Still, Ma has a healthy attitude about the dramatizations. “Hopefully it’s an opportunity for everybody to feel what we felt, which was the rush, being those 10 to 15 people every weekend that leave Vegas winners. And there’s not many of them. But we were those guys almost every weekend we went there. And that’s a great feeling. I think if the movie can give everyone that same feeling, that’s what I want.”

Even after he graduated from MIT, Ma kept his hand in the card-counting racket. While working at the Chicago Board of Trade, he and a few friends ran their game on the local casinos. “We literally went to Elgin three times a month. It was so easy. A bunch of my friends would fly in, and we’d all stay in my studio apartment. We’d hop in some crappy little rental car—because I didn’t even have a car—drive out to Elgin, play all weekend and then come back to my little crappy apartment, and then they’d go home. And we did that for five, six months. We killed that casino. And I was a local celebrity around that casino, because I was the only one that was in there that was betting a couple thousand dollars a hand or a raise.”

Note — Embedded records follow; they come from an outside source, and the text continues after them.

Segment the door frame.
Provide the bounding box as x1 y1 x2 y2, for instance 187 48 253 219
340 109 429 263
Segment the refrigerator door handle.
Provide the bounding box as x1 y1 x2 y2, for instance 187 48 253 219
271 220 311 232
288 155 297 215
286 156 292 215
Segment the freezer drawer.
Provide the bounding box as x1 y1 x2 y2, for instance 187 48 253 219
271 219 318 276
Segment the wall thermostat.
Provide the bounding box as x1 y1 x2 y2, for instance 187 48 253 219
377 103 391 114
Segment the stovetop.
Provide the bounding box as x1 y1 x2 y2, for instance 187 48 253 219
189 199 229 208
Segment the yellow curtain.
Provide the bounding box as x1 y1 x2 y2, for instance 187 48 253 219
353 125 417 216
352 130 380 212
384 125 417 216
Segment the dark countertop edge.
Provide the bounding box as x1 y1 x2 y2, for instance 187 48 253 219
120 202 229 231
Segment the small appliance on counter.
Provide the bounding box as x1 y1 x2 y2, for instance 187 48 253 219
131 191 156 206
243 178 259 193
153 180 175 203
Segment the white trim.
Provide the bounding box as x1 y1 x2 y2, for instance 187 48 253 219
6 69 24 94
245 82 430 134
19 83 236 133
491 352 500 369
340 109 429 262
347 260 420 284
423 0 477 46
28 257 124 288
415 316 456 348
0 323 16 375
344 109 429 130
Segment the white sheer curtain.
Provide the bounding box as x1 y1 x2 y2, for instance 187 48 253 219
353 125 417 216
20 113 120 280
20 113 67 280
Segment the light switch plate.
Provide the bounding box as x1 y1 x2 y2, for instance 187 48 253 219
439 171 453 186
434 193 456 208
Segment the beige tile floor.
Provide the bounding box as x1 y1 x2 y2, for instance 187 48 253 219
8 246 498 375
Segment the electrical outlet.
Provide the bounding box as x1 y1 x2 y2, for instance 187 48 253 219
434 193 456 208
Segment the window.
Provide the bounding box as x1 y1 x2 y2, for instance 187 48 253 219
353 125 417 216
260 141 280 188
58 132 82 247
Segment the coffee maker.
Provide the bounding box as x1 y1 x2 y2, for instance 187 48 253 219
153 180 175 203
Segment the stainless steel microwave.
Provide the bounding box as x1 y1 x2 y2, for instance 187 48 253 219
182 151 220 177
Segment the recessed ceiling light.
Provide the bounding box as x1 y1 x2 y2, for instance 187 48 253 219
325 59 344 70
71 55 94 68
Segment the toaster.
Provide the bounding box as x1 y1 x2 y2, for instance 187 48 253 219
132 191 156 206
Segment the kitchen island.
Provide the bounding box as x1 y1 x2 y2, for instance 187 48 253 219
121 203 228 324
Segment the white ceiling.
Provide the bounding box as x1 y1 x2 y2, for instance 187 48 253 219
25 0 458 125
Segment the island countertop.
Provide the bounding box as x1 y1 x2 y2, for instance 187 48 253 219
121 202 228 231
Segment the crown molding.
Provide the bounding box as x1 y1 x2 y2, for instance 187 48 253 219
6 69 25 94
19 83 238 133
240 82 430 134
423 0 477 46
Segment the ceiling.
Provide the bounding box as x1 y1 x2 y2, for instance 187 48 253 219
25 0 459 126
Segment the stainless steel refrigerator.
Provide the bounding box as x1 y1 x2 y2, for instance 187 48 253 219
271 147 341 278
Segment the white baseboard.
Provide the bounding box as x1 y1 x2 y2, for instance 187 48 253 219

Ma was, shall we say, unimpressed by the savvy of the local casinos. “They had no fucking clue about card counting. It was ridiculous how little they knew about card counting,” notes Ma with amazement. “One of the shift managers at the Grand Victoria actually pulled me aside and asked me if I was interested in investing in a new casino that he wanted to open. That’s how little he realized that I was part of this whole thing.”

The movie actually features the main character using his gambling experience to impress in a med-school interview à la Risky Business, an idea that might seem implausible until you learn that this detail is drawn from real life. “I remember on the bottom of my résumé, under activities or something like that, I put card counting. And so that itself made me get so many interviews. I remember one of my first interviews with O’Connor [a Chicago trading firm where Ma landed a job], the guy said to me, ‘Smart guy, but this thing on the bottom that you have in small print, it’s going to be the thing that gets you this job here. So you better figure out whether you feel comfortable talking about it.’” These days, that’s no problem.

21 plays for high stakes starting Friday.